En sevdiğim sporda her korktuğum başıma geliyor: Geçen Kasım’da başkanlığına talip olduğum Otomobil Sporları Federasyon seçimini bırakın kazanmayı, girmeyi dahi başaramadım: Oy değil, sadece seçime girebilmek için adaylık önerisi istediğim delegelerin (19 açık fikirli ve cesur birey dışında) hemen hepsi aynı şeyi söyledi: “abi çok doğru söylüyorsun, çok iyi olurdu ama biz Metin abi’nin sözünden çıkamayız…”
Seçimi o sözünden çıkılamayan Metin abi’nin desteğini de alarak kazanan Demir Berberoğlu çalışkan yaklaşımı ile beni olumlu yönde şaşırtırken, aynı dönemde şahit olduğum sert ve uzlaşmayan mizacı ile her kararı “tam doğru” vermeye çalıştı, yumuşak yönetilebilecek süreçler mini krizlere, mini krizler de büyük patlamalara dönüştü. Gelen tehlikenin hatırına, son bir manevra ile uzlaşılabilecek diğer bir güç odağı Satvet Çiftçi de intikam hevesi ile inat edince yeni bir seçimimiz oldu.
Ve bizde seçim demek “biz Metin abi’nin sözünden çıkmayız…” demek. Nedeni yok, sağlıklı bir muhakeme yok, “nerdeyiz, nereye gidiyoruz, neden böyle oldu?..” hesabı yok.
Bu seçimle, 2000′li yılların ortalarında başlayan gerileme döneminin devam edeceği garantilendi. Önümüzdeki birkaç yıl olacakları kısaca özetleyeyim: Yeni yönetim, seçim konuşmasında sıralanan gündemleri hayata geçirmeye çalışacak: Ortadoğu şampiyonasına aday ralli, ralli plakası, Türkiye pilotunu arıyor projesi, kadın sporcular platformu, (başta F1 olmak üzere) kaybedilen uluslararası yarışların geri kazanılması vs…

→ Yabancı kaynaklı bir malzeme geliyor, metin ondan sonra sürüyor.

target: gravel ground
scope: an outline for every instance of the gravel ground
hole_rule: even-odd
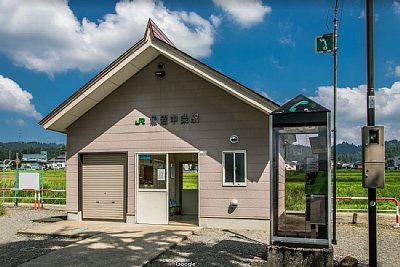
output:
[[[201,229],[146,267],[249,266],[265,256],[266,239],[266,231]]]
[[[357,224],[351,224],[352,214],[338,215],[334,259],[345,256],[368,266],[368,228],[366,214],[358,214]],[[393,228],[394,215],[378,216],[378,266],[399,266],[400,228]],[[186,241],[150,262],[156,266],[249,266],[262,263],[266,254],[266,231],[202,229]],[[260,261],[261,260],[261,261]]]
[[[17,234],[19,230],[38,224],[32,220],[61,215],[65,215],[65,211],[8,206],[6,215],[0,217],[0,266],[17,266],[75,242],[73,239]]]
[[[358,259],[359,266],[368,266],[368,217],[358,214],[357,224],[351,224],[352,214],[338,216],[338,244],[334,246],[334,256],[340,260],[345,256]],[[400,266],[400,228],[394,228],[393,214],[379,214],[378,232],[378,265]]]
[[[0,266],[17,266],[76,242],[67,238],[17,235],[19,230],[38,224],[32,220],[60,215],[65,215],[65,211],[7,207],[7,214],[0,217]],[[351,220],[352,214],[338,215],[335,260],[352,256],[359,260],[359,266],[368,266],[367,216],[358,214],[355,225]],[[393,214],[378,216],[379,266],[399,266],[400,228],[393,225]],[[146,266],[248,266],[265,259],[266,240],[266,231],[201,229]],[[195,265],[189,265],[190,262]]]

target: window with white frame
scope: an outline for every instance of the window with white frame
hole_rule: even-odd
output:
[[[247,159],[246,151],[223,151],[223,185],[225,186],[246,186],[247,180]]]

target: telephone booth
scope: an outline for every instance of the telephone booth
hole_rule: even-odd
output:
[[[270,123],[271,245],[331,248],[330,111],[299,95]]]

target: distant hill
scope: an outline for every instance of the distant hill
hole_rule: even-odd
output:
[[[361,160],[361,145],[343,142],[336,146],[338,161],[356,162]],[[385,141],[385,157],[400,156],[400,141]]]
[[[48,159],[54,158],[66,151],[64,144],[56,143],[39,143],[39,142],[0,142],[0,160],[8,159],[9,153],[11,159],[15,159],[16,153],[34,154],[40,151],[47,151]],[[21,156],[20,156],[21,157]]]
[[[385,155],[386,158],[400,156],[400,141],[392,140],[385,142]]]
[[[343,142],[336,145],[336,155],[338,161],[347,163],[361,160],[361,145]]]
[[[343,142],[336,146],[337,160],[353,163],[361,161],[361,145],[349,144]],[[302,145],[288,145],[287,146],[287,160],[288,161],[303,161],[305,157],[311,156],[311,148]],[[400,141],[392,140],[385,142],[385,156],[391,158],[400,156]]]

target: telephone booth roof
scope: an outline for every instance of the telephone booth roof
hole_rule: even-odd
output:
[[[304,95],[298,95],[274,110],[273,126],[326,125],[331,111]]]

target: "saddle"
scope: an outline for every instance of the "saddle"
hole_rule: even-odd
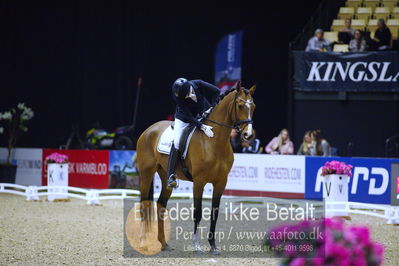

Tümden-gelim diye tanımlanabilecek, “büyük yarış yap – birileri gelir – spor ilerler” odaklı yaklaşım 10 yıldır bu spora emek ve para harcayan herkesi cezalandırdı. Sporcular gelişemedi, sponsorlar paralarının karşılığını alamayarak kaçtı, spordan fayda göremeyen fabrika takımları birer birer kapılarını kapadı. Ortada sadece fanatik seviyede bir kararlılıkla direnen, Volkan Işık ve Cem Acar başta olmak üzere birkaç özel takım kaldı. Ayakta kalabilen tek fabrika takımı, kurulmasında benim de emeğim olan Ford ise, motorsporundan elde ettiği fayda nedeniyle değil, sporu aşan projeleri, çok yönlü iş ortaklıkları ve takım sahibi Serdar Bostancı’nın tehlikelerini bilerek tercih ettiği riskli finansman modeli sayesinde yaşadı. Rekabet ve dinamizmin kalmadığı bir sportif ortamda onun (ve iş ortaklarının da) yarışmaya devam etmesinin anlamı yok aslında ama gelenek devam ediyor; şimdilik…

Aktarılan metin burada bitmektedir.